Study Evaluating Sodium Selenite in Combination With Abiraterone in Castrate Resistant Prostate Cancer Progressing on Abiraterone

Prostate Cancer Clinical Trial

Official title:

A Phase 1 Study Evaluating the Efficacy and Safety of Sodium Selenite in Combination With Abiraterone in Patients With Castrate Resistant Prostate Cancer Progressing on Abiraterone

Clinical Trial Details — Status: Withdrawn

Administrative data

• NCT number: NCT04296578
• Other study ID #: IRB-52111
• Secondary ID: PROS0097
• Status: Withdrawn
• Phase: Phase 1
• Start date: October 2020
• Est. completion date: October 2023

Study information

• Verified date: September 2020
• Source: Stanford University
• Contact: n/a
• Is FDA regulated: No
• Study type: Interventional

Clinical Trial Summary

The purpose of this study is to access the safety of combining sodium selenite with abiraterone and to see what doses of sodium selenite can be safely combined with abiraterone in treating castration resistant prostate cancer.

Description:

PRIMARY OBJECTIVE(S): · To determine the maximum tolerated dose (MTD) of sodium selenite when given in combination with abiraterone.
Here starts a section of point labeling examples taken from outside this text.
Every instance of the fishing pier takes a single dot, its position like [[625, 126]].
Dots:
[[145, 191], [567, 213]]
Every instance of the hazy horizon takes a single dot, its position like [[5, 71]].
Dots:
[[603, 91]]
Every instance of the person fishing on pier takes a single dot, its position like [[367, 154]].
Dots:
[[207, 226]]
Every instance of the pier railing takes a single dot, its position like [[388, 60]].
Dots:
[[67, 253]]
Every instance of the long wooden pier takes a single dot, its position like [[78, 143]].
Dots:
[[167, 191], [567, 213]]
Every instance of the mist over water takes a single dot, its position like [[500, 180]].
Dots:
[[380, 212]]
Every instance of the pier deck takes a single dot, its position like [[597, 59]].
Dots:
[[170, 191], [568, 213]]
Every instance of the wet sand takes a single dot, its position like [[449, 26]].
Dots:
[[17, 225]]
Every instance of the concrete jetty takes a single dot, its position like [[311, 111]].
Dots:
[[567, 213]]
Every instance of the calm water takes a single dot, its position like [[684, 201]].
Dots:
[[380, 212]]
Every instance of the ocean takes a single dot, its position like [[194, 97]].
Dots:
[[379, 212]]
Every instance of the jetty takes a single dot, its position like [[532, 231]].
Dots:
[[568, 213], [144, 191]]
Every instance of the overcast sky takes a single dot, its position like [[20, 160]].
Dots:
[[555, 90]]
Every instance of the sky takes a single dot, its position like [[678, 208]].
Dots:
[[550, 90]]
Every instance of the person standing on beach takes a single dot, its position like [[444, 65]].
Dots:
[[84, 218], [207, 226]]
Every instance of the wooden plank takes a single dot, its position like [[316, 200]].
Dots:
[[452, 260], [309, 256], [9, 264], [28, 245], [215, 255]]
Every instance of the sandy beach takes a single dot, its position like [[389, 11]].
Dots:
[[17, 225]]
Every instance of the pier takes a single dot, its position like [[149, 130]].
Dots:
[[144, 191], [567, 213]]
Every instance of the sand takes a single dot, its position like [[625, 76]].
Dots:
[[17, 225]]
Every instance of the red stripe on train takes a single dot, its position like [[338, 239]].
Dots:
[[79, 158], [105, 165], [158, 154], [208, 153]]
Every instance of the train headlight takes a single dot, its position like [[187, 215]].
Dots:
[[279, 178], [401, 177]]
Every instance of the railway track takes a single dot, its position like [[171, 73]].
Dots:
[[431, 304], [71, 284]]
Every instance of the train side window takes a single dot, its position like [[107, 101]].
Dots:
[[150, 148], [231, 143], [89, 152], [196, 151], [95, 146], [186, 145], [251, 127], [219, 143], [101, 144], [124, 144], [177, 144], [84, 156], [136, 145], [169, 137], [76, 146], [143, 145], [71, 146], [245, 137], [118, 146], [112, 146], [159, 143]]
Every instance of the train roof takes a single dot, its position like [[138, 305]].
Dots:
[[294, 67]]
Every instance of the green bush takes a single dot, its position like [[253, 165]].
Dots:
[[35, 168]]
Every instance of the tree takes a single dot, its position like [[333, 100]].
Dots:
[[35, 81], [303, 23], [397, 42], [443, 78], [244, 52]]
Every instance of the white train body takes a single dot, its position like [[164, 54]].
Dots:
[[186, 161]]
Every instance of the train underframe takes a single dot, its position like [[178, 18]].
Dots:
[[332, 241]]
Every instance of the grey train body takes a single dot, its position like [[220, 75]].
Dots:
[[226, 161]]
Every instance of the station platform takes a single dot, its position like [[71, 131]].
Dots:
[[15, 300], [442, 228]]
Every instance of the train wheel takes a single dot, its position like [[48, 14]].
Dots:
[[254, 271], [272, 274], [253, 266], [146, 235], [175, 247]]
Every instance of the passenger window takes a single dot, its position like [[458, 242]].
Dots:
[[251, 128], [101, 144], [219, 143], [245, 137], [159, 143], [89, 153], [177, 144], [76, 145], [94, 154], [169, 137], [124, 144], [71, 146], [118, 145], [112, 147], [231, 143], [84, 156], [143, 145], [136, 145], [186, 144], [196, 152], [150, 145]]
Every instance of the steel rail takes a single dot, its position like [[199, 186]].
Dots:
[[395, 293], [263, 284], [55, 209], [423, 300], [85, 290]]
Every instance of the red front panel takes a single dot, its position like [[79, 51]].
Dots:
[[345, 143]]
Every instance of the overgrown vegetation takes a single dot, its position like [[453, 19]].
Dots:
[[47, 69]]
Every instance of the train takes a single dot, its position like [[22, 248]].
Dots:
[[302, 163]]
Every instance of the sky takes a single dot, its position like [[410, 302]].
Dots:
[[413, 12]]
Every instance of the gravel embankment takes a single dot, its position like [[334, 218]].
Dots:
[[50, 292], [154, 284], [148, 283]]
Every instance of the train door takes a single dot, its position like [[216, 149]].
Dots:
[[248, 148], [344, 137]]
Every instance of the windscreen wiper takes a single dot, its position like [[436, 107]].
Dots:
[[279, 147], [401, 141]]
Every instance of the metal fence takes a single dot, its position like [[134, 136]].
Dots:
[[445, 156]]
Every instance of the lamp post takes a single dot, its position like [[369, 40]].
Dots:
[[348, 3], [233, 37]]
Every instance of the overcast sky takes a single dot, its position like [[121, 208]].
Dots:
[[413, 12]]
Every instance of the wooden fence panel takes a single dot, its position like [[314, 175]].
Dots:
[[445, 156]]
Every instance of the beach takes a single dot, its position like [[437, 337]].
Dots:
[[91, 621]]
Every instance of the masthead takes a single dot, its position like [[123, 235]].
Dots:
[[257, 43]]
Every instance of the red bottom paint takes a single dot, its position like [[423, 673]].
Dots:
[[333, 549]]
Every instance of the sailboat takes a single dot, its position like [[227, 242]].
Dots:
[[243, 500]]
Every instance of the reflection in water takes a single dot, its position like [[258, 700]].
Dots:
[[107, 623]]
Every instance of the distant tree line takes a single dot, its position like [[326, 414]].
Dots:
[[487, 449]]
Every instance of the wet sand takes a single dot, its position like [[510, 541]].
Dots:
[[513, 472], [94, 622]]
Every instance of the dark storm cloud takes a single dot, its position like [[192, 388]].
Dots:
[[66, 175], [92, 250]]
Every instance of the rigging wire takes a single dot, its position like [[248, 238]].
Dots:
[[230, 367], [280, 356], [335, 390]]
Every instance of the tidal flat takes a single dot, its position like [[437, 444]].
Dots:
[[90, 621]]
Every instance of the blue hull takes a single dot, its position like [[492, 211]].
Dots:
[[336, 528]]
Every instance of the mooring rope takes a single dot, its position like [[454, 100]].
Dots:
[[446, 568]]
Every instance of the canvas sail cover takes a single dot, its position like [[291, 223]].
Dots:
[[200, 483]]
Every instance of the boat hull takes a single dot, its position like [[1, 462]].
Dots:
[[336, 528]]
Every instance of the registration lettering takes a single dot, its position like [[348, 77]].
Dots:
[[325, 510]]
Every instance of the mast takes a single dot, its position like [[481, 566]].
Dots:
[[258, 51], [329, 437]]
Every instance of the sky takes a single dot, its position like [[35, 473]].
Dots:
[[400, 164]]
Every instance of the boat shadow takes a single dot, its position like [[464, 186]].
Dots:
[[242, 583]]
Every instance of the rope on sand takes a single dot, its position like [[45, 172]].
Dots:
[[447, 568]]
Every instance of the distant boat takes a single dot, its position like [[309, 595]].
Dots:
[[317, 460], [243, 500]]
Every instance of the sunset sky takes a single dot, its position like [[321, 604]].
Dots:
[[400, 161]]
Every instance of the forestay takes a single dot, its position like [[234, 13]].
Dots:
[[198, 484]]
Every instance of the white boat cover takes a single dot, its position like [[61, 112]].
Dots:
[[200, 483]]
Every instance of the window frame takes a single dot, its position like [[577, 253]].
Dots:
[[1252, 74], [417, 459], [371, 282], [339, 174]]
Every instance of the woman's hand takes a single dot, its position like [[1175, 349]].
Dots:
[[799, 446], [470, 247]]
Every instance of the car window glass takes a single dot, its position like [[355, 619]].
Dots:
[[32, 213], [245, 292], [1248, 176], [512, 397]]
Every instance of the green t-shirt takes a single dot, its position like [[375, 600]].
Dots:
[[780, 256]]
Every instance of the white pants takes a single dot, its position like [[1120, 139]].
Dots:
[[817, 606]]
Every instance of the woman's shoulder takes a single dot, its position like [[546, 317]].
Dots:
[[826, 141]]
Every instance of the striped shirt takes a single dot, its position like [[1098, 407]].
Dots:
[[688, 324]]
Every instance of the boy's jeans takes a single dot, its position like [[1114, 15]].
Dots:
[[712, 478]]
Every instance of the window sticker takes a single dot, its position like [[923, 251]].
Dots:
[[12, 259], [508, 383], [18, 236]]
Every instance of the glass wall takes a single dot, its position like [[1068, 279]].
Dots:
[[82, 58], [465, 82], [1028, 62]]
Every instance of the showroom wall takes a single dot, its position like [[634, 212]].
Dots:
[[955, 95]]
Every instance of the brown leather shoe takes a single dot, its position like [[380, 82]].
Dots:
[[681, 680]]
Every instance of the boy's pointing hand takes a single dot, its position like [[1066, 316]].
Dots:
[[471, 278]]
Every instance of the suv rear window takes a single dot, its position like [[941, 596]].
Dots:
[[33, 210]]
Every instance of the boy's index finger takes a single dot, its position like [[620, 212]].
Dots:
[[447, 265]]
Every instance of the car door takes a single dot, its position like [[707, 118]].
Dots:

SECONDARY OBJECTIVE(S): - To assess the safety and tolerability of the combination of sodium selenite and abiraterone in subjects with castration resistant prostate cancer (CRPC) - To assess the pharmacokinetics of sodium selenite - To assess changes in Prostate specific antigen (PSA) To evaluate the anti tumor activity of sodium selenite and abiraterone when given in combination as determined by biochemical progression free survival (PFS) and radiographic PFS.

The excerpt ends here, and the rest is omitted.